In response, the district police drew up a protocol against him under an administrative article about discrediting the army. The court hearing took place the next day, and Nikitenko was fined.
On April 1, Nikitenko was in front of a Moscow military court from Blagoveshchensk via video link. He was wearing a shirt with the ‘U.S. ARMY’ tag, and incited the indignation of the prosecutors by shouting: “Glory to Ukraine! Glory to heroes! No war!". The hearing ended in another redirection of his application. On April 6, another session was held in the same court, and Nikitenko “put on such a show that I surpassed myself.” The next day he was detained after being charged with the public display of Nazi symbols.
The reason was the same footage from Hitler Goes Kaput! movie that he published on social media in early 2015 and took screenshots to the police, to no avail back then. This time, the judge sentenced him to 15 days in jail. “Seems like it was designed to prevent me from going from court to court and demanding that these new Nazis be held accountable!” he concluded, obviously not expecting such a decision.
Having left the temporary detention centre three days early, Nikitenko did not slow down and attempted to bring the Russian censorship agency Roskomnadzor to justice for issuing the movie a rental certificate.

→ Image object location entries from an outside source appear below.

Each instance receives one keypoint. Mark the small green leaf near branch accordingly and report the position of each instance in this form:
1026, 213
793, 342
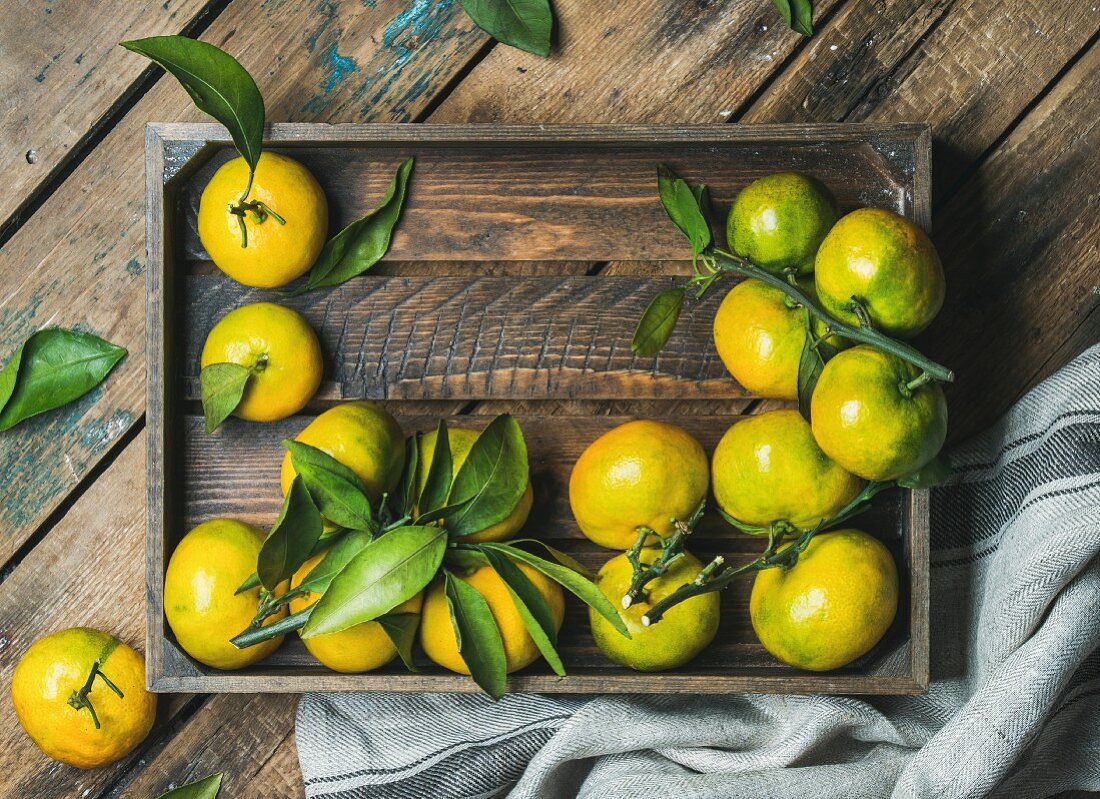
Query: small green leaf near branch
53, 368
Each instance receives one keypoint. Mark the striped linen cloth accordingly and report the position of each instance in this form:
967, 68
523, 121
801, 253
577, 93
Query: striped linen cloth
1013, 709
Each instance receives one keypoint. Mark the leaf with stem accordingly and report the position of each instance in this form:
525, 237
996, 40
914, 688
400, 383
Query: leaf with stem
387, 571
339, 493
292, 539
479, 638
53, 368
580, 587
525, 24
361, 244
206, 788
531, 606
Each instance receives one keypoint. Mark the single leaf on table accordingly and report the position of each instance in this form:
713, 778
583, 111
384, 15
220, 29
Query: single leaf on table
580, 587
292, 539
217, 84
682, 206
796, 13
206, 788
492, 479
531, 606
387, 571
221, 386
480, 643
339, 493
53, 367
361, 244
525, 24
658, 323
400, 628
440, 474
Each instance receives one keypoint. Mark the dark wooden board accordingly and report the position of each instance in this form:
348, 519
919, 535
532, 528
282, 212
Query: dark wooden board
559, 195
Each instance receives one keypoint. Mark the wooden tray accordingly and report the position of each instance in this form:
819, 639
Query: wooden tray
463, 315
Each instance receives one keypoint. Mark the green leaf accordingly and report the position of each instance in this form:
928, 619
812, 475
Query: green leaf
53, 367
521, 23
480, 643
683, 208
361, 244
438, 483
531, 606
222, 385
492, 480
334, 560
402, 627
932, 473
658, 323
581, 587
206, 788
292, 539
798, 14
339, 493
387, 571
217, 84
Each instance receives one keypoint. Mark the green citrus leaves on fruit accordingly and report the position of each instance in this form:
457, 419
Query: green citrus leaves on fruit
681, 634
868, 420
769, 468
832, 606
779, 221
641, 473
888, 264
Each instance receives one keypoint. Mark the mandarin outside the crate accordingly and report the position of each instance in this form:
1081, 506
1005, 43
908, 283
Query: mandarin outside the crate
888, 264
437, 633
361, 648
281, 348
46, 686
832, 606
640, 473
870, 415
679, 636
778, 221
462, 441
769, 468
276, 252
200, 603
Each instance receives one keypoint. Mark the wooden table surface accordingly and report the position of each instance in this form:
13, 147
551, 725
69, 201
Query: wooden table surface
1010, 87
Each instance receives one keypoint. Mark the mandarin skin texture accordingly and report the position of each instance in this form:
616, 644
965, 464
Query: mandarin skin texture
864, 419
779, 221
769, 468
886, 262
832, 606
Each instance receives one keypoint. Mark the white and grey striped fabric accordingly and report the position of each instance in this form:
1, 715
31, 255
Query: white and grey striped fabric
1013, 710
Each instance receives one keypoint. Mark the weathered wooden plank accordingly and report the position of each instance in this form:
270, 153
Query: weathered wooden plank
62, 72
79, 260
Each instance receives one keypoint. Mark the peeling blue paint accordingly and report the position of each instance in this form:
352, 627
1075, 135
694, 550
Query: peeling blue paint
340, 67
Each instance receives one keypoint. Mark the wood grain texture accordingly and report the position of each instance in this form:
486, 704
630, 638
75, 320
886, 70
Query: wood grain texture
80, 259
61, 72
235, 472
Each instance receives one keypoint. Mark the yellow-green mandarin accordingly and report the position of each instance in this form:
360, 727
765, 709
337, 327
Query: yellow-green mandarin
200, 603
461, 441
56, 666
276, 253
284, 348
769, 468
832, 606
867, 420
641, 473
683, 632
778, 221
886, 262
437, 632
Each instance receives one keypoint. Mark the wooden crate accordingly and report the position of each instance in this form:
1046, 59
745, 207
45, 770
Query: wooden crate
463, 315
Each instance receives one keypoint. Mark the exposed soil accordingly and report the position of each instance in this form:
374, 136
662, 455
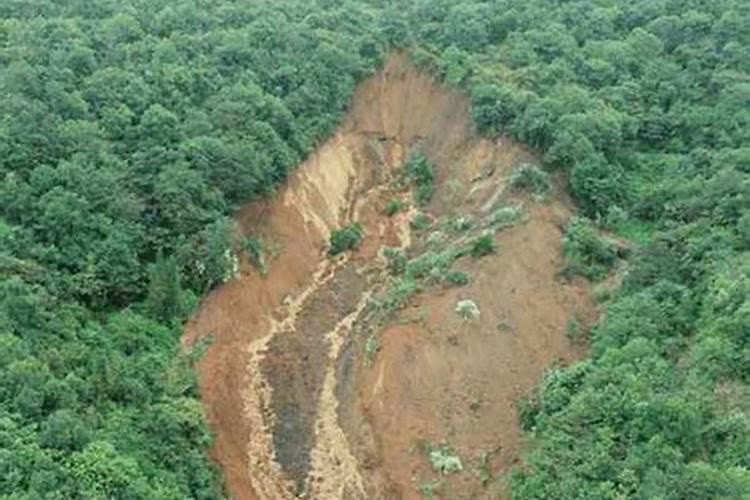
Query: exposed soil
297, 408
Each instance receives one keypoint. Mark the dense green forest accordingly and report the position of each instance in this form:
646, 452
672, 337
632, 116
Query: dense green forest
130, 129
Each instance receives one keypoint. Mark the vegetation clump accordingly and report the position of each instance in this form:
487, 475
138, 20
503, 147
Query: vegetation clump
256, 252
444, 460
468, 310
393, 207
420, 222
482, 246
586, 252
346, 238
421, 175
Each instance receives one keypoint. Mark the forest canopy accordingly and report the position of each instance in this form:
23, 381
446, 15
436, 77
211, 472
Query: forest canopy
131, 129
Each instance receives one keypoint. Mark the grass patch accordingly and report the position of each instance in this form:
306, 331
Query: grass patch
527, 177
346, 238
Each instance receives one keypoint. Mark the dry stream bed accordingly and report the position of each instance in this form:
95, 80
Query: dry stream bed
309, 392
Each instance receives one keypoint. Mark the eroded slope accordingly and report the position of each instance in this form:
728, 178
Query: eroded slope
297, 408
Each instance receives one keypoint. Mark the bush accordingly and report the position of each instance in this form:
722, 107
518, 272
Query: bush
586, 253
256, 253
346, 238
531, 178
457, 278
420, 174
505, 217
482, 245
396, 258
397, 295
468, 310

His Facebook posts became even more radical: he wished the death to the ‘company of bastards’, called ‘the scum that fires missiles’ … ‘animals born of a whore’, and predicted that ‘Russia will be flowing in blood’.
In early May, another judge from Blagoveshchensk sentenced him to fifteen more days in jail under the same article on the display of Nazi symbols. This time, the reason was a video on Nikitenko’s YouTube channel, in which a photograph of Roland Freisler with a swastika accompanied an audio recording of a prosecutor’s speech at one of his hearings from 2016. “They sent me to jail solely so that I would not go to court,” he wrote. Those were his last words on Facebook.
In the second half of May, the Ministry of Internal Affairs announced the opening of a criminal case on ‘discreditation’ of Russian army — not naming the suspect but the description of past convictions clearly identified Nikitenko. As one of the lawyer’s acquaintances told Mediazona, the next day his apartment was searched, and he was put under house arrest, forbidden from making calls or using internet.
The Ministry of Internal Affairs said in a statement that from April 1 to May 6 the lawyer published more than ten posts discrediting the Russian Armed Forces. Nikitenko himself, who discussed the content of his Facebook page with Mediazona before his arrest, said that it was “nothing like that… I deliberately used vaguely sounding phrases.”
The law enthusiast must be proud of himself: even after his first administrative case, he wrote that the articles criminalising statements about the Russian army were ‘quality marks of an honest person.’ Nikitenko hopes that his criminal case would be dropped if his administrative charges about fake news about Governor Orlov dissemination are dropped. So far he was unable to appeal against it.